J’ai rencontré ces femmes remarquabes de Barzi, dont beaucoup ont
des maris ou des membres de leur famille qui se battent avec al-Nusra /
al-Qaeda, ou avec l’armée syrienne. Quand ils viennent dans ce centre communal,
tout cela est laissé de côté tandis qu’ils passent du temps avec de nouveaux
amis, apprennent différentes compétences comme la couture, planifiant leur
avenir. Elles ne se connaissaient pas avant de venir à ce centre communal dont
la mission est d’autonomiser ces femmes, et maintenant ce sont des « sœurs »
partageant ensemble le rire et les larmes.
Je
retourne à Washington DC avec une résolution encore plus grande pour mettre fin
à notre guerre illégale pour renverser le gouvernement syrien. De l’Irak à la
Libye et maintenant en Syrie, les États-Unis ont mené des guerres de changement
de régime, entraînant chacune des souffrances inimaginables, des pertes de vie
dévastatrices et le renforcement de groupes comme al-Qaïda et Daech.
J’appelle
le Congrès et la nouvelle administration à répondre immédiatement aux griefs du
peuple syrien et à soutenir la loi sur l’arrêt du soutien aux terroristes.
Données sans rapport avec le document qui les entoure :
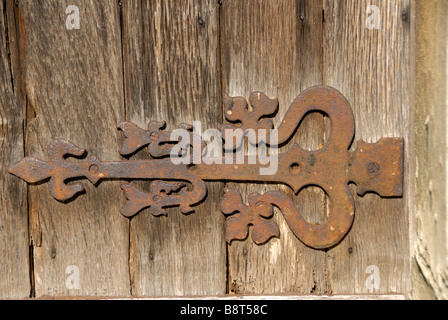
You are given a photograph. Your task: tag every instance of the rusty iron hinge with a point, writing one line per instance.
(179, 180)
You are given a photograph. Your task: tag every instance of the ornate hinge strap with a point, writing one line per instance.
(181, 162)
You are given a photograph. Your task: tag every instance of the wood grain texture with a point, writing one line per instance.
(430, 253)
(276, 47)
(172, 73)
(373, 69)
(14, 262)
(73, 84)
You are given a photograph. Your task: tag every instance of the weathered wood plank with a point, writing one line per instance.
(14, 262)
(276, 47)
(172, 73)
(430, 256)
(372, 68)
(73, 83)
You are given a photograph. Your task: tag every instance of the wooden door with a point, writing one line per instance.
(174, 61)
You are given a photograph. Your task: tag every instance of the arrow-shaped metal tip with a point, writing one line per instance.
(31, 170)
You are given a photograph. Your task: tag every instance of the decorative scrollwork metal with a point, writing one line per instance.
(372, 167)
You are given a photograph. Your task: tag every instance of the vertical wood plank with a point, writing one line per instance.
(14, 262)
(172, 74)
(372, 68)
(276, 47)
(73, 85)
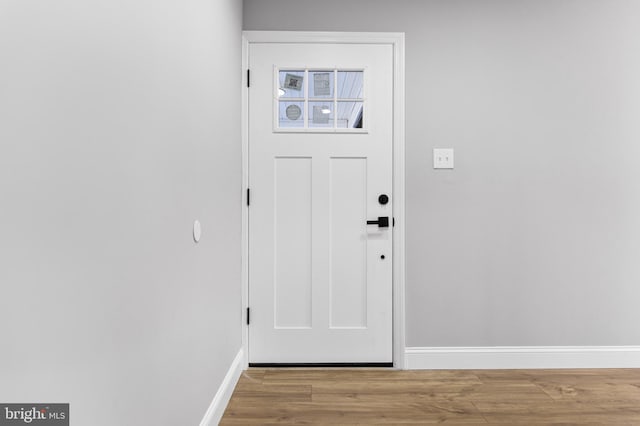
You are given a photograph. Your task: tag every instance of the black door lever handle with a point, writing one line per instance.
(382, 222)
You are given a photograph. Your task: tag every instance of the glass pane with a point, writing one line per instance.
(321, 84)
(291, 84)
(290, 114)
(350, 115)
(321, 114)
(350, 84)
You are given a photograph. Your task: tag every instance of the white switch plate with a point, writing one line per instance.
(443, 158)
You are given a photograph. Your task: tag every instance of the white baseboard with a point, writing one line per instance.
(521, 357)
(222, 397)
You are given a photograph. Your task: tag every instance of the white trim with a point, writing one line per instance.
(221, 399)
(397, 41)
(521, 357)
(244, 233)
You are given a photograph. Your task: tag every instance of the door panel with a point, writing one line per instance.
(320, 154)
(348, 244)
(292, 242)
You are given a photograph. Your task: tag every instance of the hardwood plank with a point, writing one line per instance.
(385, 396)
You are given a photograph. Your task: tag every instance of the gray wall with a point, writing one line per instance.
(534, 238)
(119, 126)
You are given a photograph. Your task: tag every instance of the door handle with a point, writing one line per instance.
(382, 222)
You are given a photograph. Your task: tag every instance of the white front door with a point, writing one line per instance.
(320, 167)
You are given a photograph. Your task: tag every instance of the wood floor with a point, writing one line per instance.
(384, 396)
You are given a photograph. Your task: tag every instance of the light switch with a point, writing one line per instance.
(443, 158)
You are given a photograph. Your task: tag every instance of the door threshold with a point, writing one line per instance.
(319, 364)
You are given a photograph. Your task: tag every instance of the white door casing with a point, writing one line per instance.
(320, 279)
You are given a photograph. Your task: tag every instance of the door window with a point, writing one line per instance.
(320, 100)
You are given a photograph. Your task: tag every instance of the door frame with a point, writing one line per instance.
(396, 40)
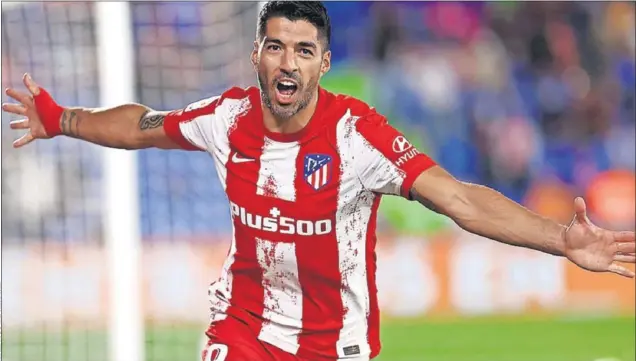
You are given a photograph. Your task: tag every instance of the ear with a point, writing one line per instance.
(326, 63)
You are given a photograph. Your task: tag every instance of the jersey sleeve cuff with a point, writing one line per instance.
(172, 128)
(412, 175)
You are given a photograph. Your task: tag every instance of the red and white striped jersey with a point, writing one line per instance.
(301, 266)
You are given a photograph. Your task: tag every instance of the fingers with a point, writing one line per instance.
(620, 270)
(580, 210)
(14, 108)
(19, 124)
(24, 140)
(22, 97)
(624, 236)
(30, 84)
(626, 258)
(626, 247)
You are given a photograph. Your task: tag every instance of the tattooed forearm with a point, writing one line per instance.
(70, 123)
(151, 120)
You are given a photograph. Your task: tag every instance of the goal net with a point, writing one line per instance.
(56, 294)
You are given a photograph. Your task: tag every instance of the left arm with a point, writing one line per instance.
(386, 163)
(488, 213)
(483, 211)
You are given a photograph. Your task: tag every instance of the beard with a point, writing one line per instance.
(286, 111)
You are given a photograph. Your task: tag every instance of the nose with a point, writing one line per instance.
(288, 62)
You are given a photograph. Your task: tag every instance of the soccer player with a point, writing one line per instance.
(304, 170)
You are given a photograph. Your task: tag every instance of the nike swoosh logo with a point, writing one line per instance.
(237, 159)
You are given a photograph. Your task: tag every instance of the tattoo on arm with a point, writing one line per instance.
(70, 123)
(151, 120)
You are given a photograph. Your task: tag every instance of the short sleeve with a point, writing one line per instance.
(385, 160)
(192, 127)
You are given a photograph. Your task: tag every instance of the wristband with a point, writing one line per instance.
(49, 111)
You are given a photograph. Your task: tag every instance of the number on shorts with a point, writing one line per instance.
(216, 352)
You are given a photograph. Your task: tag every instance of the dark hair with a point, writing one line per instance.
(313, 12)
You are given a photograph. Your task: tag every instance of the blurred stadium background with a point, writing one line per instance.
(536, 99)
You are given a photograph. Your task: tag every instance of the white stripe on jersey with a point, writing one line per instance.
(214, 130)
(220, 293)
(277, 174)
(283, 303)
(352, 217)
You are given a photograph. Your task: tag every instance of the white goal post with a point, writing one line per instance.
(115, 54)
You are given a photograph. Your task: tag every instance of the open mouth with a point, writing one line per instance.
(286, 89)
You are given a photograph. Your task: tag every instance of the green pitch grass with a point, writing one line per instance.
(478, 339)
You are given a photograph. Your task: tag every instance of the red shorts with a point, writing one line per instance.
(232, 340)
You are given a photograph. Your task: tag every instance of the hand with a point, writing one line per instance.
(596, 249)
(26, 108)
Nous
devons arrêter de soutenir directement et indirectement les terroristes – directement
en fournissant directement des armes, de l’entraînement et du soutien
logistique aux groupes rebelles affiliés à al-Qaïda et à Daech ; et
indirectement via l’Arabie Saoudite, les Etats du Golfe et la Turquie, qui, à
leur tour, soutiennent ces groupes terroristes. Nous devons mettre fin à notre
guerre visant à renverser le gouvernement syrien et concentrer notre attention pour
vaincre al-Qaïda et Daech.
Les
États-Unis doivent cesser de soutenir les terroristes qui détruisent la Syrie
et son peuple. Les États-Unis et les autres pays alimentant cette guerre
doivent cesser immédiatement. Nous devons permettre au peuple syrien d’essayer
de se remettre de cette terrible guerre.